The Rich Can Afford to Work on Non-Wealth-Building Projects, But in a Precarious World, That isn't a Smart Move
When one asks for the wealthiest countries in the world, perhaps the most commonly used (albeit deceptive) measurement is GDP per capita. The logic is that if each resident, on average, is more economically productive, they would justify higher wages and thus more spending power to improve their livelihoods. A corollary is that the wealthy ought to also be the most peaceful. After all, crime and conflict are not good for business. No one would both investing, scaling up, and paying people to produce if they worry about their assets and very lives.
Yet, the past decades have reminded us that wealth have not necessarily translated to peace for some countries. As another anniversary of the 9/11 terrorist attacks passes, one is reminded that the US (#7 in GDP per capita rankings) was assaulted by an organization led by a citizen of Saudi Arabia (#39). And this year, the anniversary was drowned by the renewed prospect of wealthy-on-wealthy terror as Israel (#16) bombs Qatar (#9). And conflict has not limited to the armed kind. Trump-launched trade war has pretty much engulfed all of the European, Asian, and North American countries at the top of the rankings.It begs the question why the wealthiest countries sabotage their own privileged economic positions through these self-imposed hostilities. Sure, some can be explained away by national interest. Wealth today means little if enemies are constantly trying to destroy you, as Israel always insists. Total or average wealth means little if so many people are left behind, being economically strangled by a system that is stacked against them, as Trump would tell his supporters. Wealth is not a monolith, and the wealthy will do whatever they can to secure more of it.
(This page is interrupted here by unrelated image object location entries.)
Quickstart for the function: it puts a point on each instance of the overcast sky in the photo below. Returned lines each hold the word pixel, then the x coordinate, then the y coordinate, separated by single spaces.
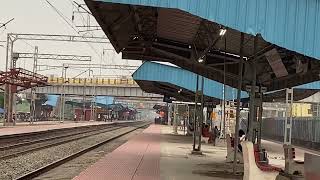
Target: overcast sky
pixel 37 16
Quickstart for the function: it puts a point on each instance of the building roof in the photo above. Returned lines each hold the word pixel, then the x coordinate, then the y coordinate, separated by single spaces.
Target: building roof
pixel 290 24
pixel 180 31
pixel 168 80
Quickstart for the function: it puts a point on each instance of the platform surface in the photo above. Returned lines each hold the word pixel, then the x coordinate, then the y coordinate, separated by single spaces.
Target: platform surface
pixel 26 127
pixel 159 154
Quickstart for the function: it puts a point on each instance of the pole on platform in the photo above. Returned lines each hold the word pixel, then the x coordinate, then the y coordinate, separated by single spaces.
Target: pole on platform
pixel 252 111
pixel 33 93
pixel 288 131
pixel 8 98
pixel 175 111
pixel 64 93
pixel 236 139
pixel 195 115
pixel 201 114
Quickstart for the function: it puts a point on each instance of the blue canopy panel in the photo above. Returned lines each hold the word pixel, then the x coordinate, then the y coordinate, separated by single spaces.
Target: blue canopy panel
pixel 151 71
pixel 105 100
pixel 52 100
pixel 292 24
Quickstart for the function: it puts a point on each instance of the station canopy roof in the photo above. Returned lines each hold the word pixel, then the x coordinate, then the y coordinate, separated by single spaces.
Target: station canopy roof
pixel 300 93
pixel 179 83
pixel 183 31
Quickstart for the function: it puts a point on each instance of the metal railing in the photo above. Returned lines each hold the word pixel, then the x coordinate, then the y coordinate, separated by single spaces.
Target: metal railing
pixel 91 81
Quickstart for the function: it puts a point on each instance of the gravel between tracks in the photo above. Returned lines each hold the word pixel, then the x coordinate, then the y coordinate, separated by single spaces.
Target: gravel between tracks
pixel 15 167
pixel 74 167
pixel 51 141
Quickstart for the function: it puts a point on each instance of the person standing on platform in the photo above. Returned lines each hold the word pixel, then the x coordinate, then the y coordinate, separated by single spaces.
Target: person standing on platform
pixel 215 134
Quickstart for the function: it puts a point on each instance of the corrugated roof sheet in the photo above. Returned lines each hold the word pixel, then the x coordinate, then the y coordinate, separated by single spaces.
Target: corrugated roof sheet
pixel 312 86
pixel 151 71
pixel 292 24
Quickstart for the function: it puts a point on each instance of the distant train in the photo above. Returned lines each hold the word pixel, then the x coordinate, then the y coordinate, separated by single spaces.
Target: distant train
pixel 116 112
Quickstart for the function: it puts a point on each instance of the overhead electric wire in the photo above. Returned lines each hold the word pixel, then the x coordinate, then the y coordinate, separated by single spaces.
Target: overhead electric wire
pixel 66 20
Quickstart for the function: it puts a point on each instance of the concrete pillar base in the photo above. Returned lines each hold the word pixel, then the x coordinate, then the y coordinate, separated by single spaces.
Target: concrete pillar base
pixel 196 152
pixel 9 123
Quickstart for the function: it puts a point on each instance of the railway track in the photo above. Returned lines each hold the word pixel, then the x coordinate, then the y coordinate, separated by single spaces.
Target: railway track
pixel 18 149
pixel 24 149
pixel 26 137
pixel 77 154
pixel 28 142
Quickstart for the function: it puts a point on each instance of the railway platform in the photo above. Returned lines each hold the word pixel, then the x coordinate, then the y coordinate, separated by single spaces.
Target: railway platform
pixel 157 154
pixel 26 127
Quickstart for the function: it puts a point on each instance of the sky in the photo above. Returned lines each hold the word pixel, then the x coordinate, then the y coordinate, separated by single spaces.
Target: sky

But instigating conflicts is itself an expensive affair that only the wealthy can afford. Wars cost billions upon billions in armaments that cannot be reused or recycled once lost on the battlefields. Trade wars come with the signifcant caveat of tit-for-tat tariffs that countries without diversified economic bases cannot hope to sustain. While wealth does indeed begets wealth, it is worth noting that perhaps the wealthiest are already so wealthy that they are willing to look for ideals beyond wealth that they are willing to scrifice wealth for?That observation, if not obvious at the country level, is quite apparent at the personal one. Elon Musk, as the world's richest man, often behaves in ways that suggest he does not care that much about keeping the title. Toxic tweets about toxic political battles hurt sales of his cars and devalued his social media platform, but as not sapped his optimism, so much so that he continues to procreate with the assumption that he can sustain more and more children. His antics are only replicated at lesser scales by less well-known but still wealthy individuals burning cash on quixotic goals like traveling to the moon.
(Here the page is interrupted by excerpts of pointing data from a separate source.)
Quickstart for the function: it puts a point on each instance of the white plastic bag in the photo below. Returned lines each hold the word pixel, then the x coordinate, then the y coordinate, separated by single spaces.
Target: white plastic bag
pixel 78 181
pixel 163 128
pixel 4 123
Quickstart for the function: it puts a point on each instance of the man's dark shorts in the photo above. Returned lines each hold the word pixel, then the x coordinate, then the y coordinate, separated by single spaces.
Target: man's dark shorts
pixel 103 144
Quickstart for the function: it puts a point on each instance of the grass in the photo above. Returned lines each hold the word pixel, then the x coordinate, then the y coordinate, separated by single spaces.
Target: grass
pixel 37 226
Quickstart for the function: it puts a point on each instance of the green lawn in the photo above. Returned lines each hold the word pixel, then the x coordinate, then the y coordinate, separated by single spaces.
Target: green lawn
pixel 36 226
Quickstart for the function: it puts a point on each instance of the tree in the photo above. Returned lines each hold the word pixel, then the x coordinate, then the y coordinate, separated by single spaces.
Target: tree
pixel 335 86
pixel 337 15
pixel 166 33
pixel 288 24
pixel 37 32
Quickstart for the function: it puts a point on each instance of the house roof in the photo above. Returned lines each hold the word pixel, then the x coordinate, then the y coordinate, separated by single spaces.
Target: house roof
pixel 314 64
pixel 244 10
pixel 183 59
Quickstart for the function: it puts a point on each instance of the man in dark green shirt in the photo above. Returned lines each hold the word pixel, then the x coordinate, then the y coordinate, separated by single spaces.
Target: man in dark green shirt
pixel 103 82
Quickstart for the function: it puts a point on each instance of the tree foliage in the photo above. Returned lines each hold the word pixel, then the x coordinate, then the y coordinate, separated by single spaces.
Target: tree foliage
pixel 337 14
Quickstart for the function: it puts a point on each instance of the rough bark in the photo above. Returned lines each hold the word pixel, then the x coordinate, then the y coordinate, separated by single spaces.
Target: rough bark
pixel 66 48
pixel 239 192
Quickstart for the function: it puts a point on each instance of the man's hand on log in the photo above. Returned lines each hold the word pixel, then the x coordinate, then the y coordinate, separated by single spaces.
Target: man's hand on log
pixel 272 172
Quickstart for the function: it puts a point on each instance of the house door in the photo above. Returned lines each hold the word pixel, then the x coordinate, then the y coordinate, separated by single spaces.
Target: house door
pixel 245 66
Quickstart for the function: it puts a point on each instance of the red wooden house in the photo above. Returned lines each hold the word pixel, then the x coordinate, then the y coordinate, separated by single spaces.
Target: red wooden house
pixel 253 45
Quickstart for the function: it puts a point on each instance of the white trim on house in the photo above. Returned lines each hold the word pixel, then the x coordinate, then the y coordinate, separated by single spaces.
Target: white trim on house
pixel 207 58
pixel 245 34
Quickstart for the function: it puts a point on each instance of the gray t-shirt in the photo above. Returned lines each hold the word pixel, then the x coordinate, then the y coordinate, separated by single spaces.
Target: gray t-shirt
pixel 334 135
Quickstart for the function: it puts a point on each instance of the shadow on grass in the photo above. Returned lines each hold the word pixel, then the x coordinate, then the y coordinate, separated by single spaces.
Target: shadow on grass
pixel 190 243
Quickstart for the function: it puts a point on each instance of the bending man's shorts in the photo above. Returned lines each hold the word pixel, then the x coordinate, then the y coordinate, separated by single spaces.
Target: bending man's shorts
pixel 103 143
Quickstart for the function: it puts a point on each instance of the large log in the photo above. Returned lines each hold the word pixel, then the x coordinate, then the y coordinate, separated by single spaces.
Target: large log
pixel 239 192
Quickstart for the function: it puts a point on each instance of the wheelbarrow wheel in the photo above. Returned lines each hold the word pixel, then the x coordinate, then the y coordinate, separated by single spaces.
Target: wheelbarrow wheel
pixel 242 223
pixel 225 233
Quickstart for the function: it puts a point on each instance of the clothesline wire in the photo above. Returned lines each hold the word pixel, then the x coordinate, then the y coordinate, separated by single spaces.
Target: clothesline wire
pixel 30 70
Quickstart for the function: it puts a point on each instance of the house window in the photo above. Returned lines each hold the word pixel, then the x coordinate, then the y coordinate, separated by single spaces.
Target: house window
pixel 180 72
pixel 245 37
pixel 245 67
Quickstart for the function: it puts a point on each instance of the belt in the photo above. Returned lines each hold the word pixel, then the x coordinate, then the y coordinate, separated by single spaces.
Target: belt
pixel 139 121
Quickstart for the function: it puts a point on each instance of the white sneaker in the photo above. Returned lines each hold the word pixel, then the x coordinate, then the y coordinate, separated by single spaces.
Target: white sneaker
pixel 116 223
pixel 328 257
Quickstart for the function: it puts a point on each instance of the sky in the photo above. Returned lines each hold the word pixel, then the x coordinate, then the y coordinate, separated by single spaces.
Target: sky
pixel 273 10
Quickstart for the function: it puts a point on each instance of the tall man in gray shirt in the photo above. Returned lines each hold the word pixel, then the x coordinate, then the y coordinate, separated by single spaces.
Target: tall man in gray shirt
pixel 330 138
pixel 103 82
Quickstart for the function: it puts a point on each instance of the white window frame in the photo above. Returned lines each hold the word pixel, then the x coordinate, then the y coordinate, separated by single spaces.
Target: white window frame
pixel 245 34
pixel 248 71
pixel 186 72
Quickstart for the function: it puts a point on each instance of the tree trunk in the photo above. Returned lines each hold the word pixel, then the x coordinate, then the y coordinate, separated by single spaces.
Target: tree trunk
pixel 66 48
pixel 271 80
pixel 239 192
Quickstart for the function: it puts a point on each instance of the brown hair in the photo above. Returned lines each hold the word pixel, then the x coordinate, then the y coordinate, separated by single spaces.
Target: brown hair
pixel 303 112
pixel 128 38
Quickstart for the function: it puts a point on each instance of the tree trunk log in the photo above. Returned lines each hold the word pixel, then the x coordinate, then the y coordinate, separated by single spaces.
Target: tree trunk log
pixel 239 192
Even though I am far from joining the ranks of these blissfully wealthy, I am getting to the age when many people around me seem to be on the cusp of pivoting from building wealth and hoarding it to willing to put their personal values into action even if it means wealth gets sacrificed in the process. It has been not so unusual to hear of people quitting high-paying jobs in finance to become artists with little revenue potential. Others quit jobs so that can buy seaside Mediterranean houses even though they are more than spritely enough to work a few more decades.
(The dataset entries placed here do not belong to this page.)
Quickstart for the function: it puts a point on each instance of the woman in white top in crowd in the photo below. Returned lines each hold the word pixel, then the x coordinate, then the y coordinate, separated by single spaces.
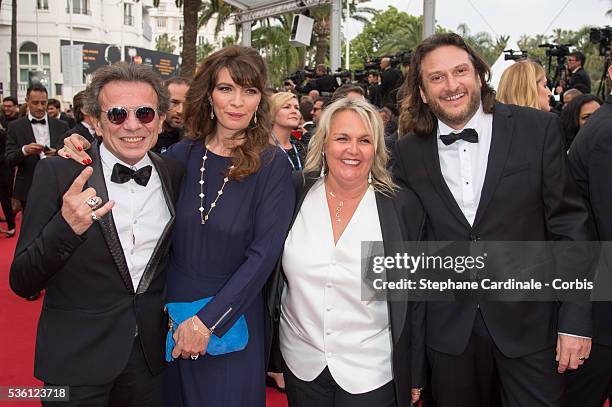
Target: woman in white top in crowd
pixel 337 349
pixel 285 113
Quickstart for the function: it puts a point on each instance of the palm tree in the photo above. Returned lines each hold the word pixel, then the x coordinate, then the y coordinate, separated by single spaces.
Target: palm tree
pixel 14 49
pixel 322 26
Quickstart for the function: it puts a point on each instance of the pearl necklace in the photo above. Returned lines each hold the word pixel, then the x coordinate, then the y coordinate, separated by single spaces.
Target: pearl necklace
pixel 204 216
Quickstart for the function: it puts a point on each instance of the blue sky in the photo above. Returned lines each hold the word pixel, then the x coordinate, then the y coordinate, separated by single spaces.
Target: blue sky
pixel 506 17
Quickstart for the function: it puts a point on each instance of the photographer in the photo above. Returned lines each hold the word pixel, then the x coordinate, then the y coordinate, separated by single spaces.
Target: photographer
pixel 323 82
pixel 390 80
pixel 579 78
pixel 373 93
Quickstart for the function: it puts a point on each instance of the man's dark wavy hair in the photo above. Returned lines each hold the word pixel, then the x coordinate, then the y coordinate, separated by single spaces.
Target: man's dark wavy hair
pixel 415 115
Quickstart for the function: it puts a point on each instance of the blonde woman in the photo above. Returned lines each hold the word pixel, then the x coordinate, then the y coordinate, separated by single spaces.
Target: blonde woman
pixel 285 114
pixel 337 349
pixel 524 84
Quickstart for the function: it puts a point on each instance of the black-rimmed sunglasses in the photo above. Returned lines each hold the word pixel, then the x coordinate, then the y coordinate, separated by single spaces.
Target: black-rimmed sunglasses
pixel 118 114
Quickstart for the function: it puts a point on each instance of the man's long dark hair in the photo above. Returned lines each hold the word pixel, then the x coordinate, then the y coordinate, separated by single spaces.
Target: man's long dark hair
pixel 415 115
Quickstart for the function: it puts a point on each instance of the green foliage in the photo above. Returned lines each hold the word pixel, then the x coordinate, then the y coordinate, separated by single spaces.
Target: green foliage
pixel 165 43
pixel 203 50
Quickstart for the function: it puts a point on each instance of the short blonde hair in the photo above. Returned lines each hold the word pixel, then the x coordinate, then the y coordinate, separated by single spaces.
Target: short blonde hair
pixel 277 101
pixel 519 84
pixel 315 160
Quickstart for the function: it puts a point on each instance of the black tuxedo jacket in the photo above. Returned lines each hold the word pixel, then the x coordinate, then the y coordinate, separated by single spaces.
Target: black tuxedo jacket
pixel 590 156
pixel 91 311
pixel 20 133
pixel 78 129
pixel 401 219
pixel 528 195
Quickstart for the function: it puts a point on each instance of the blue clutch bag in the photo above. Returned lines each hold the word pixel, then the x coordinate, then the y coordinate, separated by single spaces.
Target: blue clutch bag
pixel 234 340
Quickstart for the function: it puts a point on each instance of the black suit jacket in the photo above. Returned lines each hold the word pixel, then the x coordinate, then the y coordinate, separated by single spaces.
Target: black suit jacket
pixel 401 219
pixel 78 129
pixel 528 195
pixel 20 133
pixel 590 156
pixel 91 311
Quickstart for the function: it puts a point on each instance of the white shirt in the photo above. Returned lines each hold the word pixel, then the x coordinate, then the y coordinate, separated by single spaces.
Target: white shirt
pixel 464 164
pixel 41 133
pixel 140 213
pixel 90 128
pixel 323 320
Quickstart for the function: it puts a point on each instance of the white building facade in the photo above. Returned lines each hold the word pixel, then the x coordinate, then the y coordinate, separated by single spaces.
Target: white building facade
pixel 119 26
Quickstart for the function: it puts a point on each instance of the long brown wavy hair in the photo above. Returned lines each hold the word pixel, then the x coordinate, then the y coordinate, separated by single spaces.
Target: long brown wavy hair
pixel 415 115
pixel 248 69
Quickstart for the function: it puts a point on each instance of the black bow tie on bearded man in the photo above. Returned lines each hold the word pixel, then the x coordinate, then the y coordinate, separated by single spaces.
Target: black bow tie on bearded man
pixel 122 174
pixel 469 135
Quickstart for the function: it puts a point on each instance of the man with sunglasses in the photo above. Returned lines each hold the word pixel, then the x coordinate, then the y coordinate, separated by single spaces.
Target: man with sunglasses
pixel 101 329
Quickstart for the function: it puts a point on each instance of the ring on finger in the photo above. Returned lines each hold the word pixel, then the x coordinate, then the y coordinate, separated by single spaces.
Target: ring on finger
pixel 94 202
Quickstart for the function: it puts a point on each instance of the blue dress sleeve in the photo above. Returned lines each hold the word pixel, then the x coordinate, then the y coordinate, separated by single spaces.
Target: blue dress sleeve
pixel 273 210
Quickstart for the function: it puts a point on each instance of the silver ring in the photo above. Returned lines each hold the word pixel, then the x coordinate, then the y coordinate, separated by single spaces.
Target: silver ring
pixel 94 202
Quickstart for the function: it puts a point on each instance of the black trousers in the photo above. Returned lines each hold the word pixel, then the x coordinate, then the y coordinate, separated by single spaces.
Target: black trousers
pixel 325 392
pixel 592 383
pixel 6 182
pixel 134 387
pixel 483 376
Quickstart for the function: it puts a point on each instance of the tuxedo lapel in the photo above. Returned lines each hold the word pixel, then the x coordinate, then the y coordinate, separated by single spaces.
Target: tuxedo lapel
pixel 28 132
pixel 164 240
pixel 391 234
pixel 432 165
pixel 107 223
pixel 501 140
pixel 55 134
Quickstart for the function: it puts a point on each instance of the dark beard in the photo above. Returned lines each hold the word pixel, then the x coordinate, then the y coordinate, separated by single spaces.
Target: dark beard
pixel 458 119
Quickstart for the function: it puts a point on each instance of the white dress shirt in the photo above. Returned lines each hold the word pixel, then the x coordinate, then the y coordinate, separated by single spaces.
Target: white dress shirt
pixel 41 133
pixel 324 322
pixel 140 213
pixel 464 164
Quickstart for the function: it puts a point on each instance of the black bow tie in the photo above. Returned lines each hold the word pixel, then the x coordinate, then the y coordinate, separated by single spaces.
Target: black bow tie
pixel 122 174
pixel 469 135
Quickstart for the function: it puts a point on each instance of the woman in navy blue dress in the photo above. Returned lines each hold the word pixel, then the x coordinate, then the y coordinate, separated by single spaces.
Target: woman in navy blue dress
pixel 232 217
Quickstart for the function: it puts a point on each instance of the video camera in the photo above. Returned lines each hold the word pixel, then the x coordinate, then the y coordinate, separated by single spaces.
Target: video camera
pixel 512 55
pixel 298 77
pixel 556 50
pixel 601 36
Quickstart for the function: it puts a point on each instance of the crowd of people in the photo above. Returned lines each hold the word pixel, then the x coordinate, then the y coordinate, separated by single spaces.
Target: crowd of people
pixel 192 235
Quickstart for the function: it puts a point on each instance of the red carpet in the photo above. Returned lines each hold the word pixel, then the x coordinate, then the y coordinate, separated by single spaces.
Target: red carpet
pixel 18 319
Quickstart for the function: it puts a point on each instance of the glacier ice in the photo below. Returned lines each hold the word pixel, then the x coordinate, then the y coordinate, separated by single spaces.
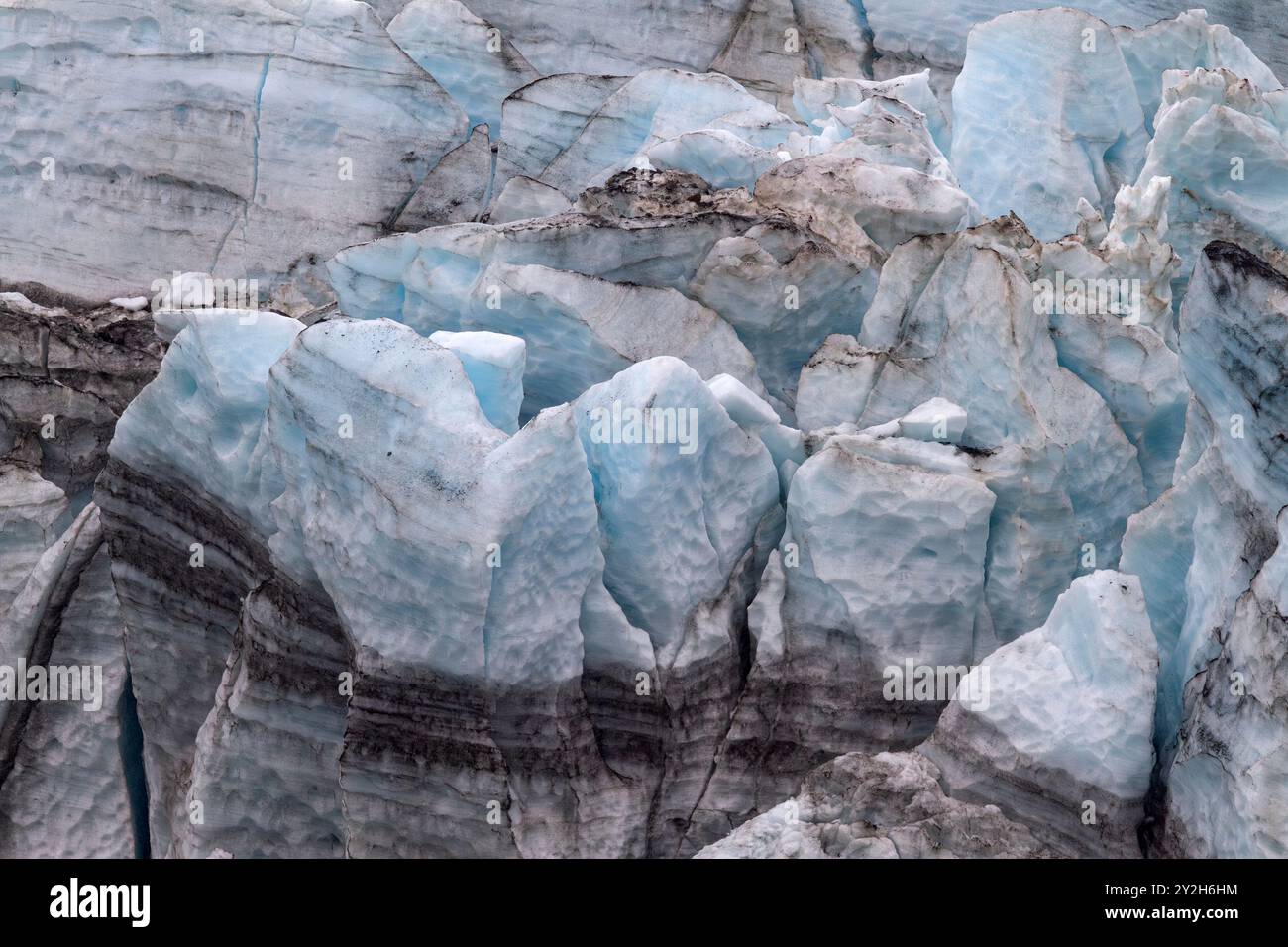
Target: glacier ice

Jealous, perhaps. But puzzling is a bigger reaction. The world is becoming more precarious for wage-earners, not the least because of the wealthy countries lobbing bombs and tariffs on one another. With the wealthy folks dependent on normal folks spending their limited income to sustain businesses, today's wealth might not be sustainable in a more world where future income is more insecure. History remembers the wealthy countries of the past that have fallen on hard times, from Argentina (#66) suffering inflation to Nauru (#77) running out of natural resources. Being rich shouldn't breed complacency.
Better to learn from Norway (#6), who have so meticulously prepared for the day oil runs out, with a massive sovereign wealth fund that is grabbing a piece of any asset that may hold value for its citizens in the centuries to come. Or the UAE (#21), busily using oil wealth to build everything from financial services to tourism, that can power the economy when renewable energy makes natural gas obsolete. Being wealthy may mean one has the resources to turn the world upside down. But one may find that in the upside down world, one's wealth may not last. It is wiser not to stop wealth-building but to de-risk it.